Re: [HACKERS] Re: pg_ctl wait exit code (was Re: [COMMITTERS] pgsql: Additional tests for subtransactions in recovery)

2017-07-05 Thread Michael Paquier
On Thu, Jul 6, 2017 at 2:41 AM, Peter Eisentraut
 wrote:
> On 7/2/17 20:28, Michael Paquier wrote:
>>> I was going to hold this back for PG11, but since we're now doing some
>>> other tweaks in pg_ctl, it might be useful to add this too.  Thoughts?
>>
>> The use of 0 as exit code for the new promote -w if timeout is reached
>> looks like an open item to me.
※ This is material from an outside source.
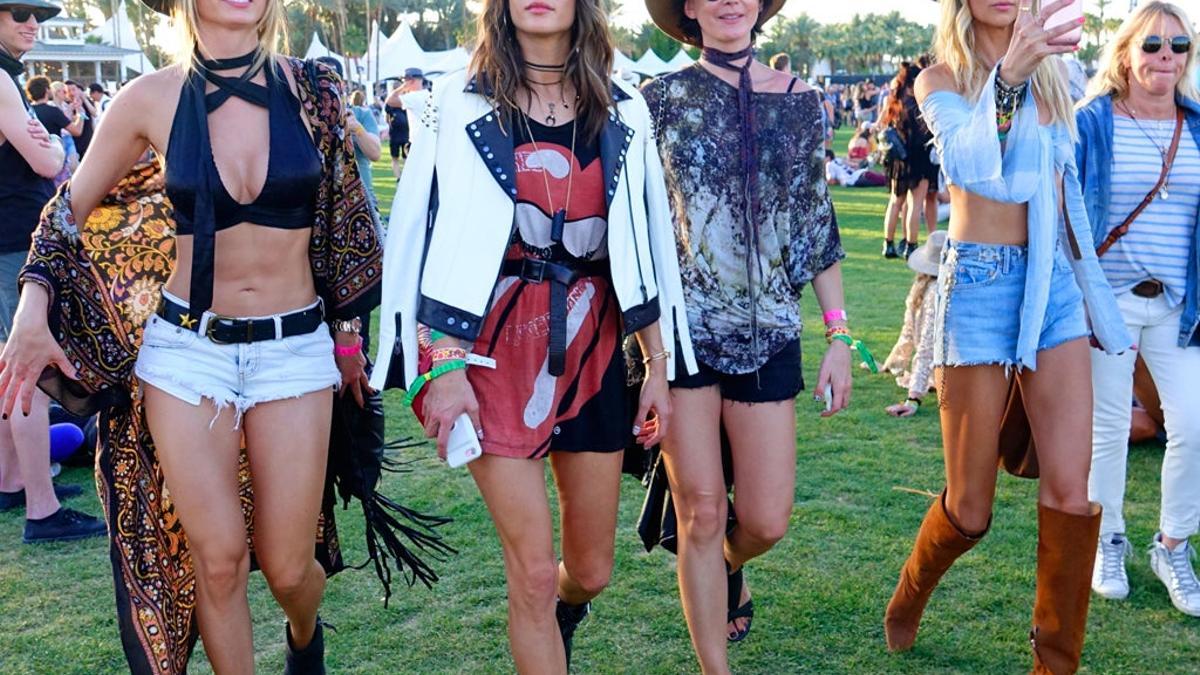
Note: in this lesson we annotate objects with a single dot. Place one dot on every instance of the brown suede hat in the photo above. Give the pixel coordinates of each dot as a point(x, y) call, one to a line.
point(669, 16)
point(161, 6)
Cleaning up the pool queries after
>> promotion would be nice to see as well.
>
> committed

Thanks for finishing the cleanup.
-- 
Michael


-- 
Sent via pgsql-hackers mailing list (pgsql-hackers@postgresql.org)
To make changes to your subscription:
http://www.postgresql.org/mailpref/pgsql-hackers


Re: [HACKERS] Re: pg_ctl wait exit code (was Re: [COMMITTERS] pgsql: Additional tests for subtransactions in recovery)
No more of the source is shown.